To Dye for! Colouring the Beard in the 19th Century.

Let’s face it, spotting that first grey hair can be a slightly depressing experience. Whatever age it chooses to arrive at, it signifies a step change in the body; a reminder of the ticking clock. For men, the first grey beard hairs are sometimes a shock. In the nineteenth century things were no different. This was the age of the beard, when having a luxuriant crop of facial hair demonstrated manly vigour and strength. Grey hair could be a sign of the wisdom accumulated with age, to be sure, but it also potentially portended the onset of bodily decline.

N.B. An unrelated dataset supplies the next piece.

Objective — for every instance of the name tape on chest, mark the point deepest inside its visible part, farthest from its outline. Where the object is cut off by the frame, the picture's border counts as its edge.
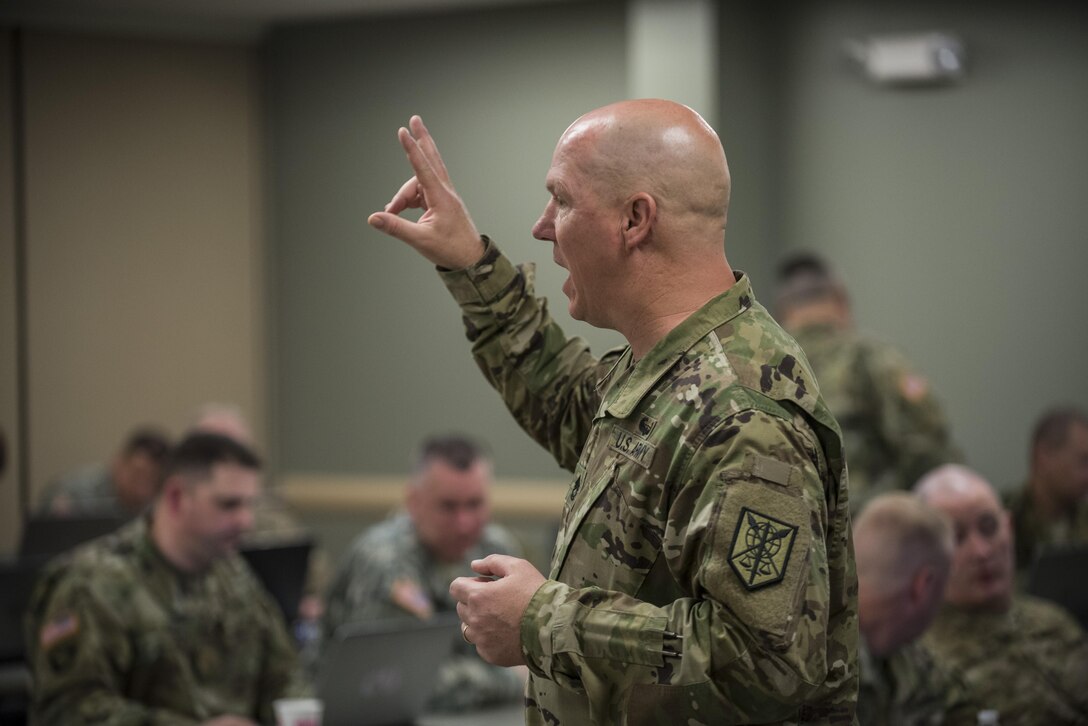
(632, 446)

Even in the early modern period grey hair and beards bore strong connections with the beginnings of bodily decay. In humoural terms, grey hair was an outward sign of the loss of bodily heat. The beard, in Galenic medicine, was traditionally regarded as a type of excrement, the result of heat rising up through the body as a sort of exhaust gas from the production of sperm deep down in the ‘reins’ – the area around the kidneys. It was this heat that determined the colour of men’s beards. The deeper the colour, the hotter and more virile the man. As bodies aged, though, they got naturally colder and drier, and, as this occurred, the colour began to disappear from their hair, beards and whiskers.

Copyright British Library – digitised image from page 432 of “La Hongrie de l’Adriatique au Danube : impressions de voyage”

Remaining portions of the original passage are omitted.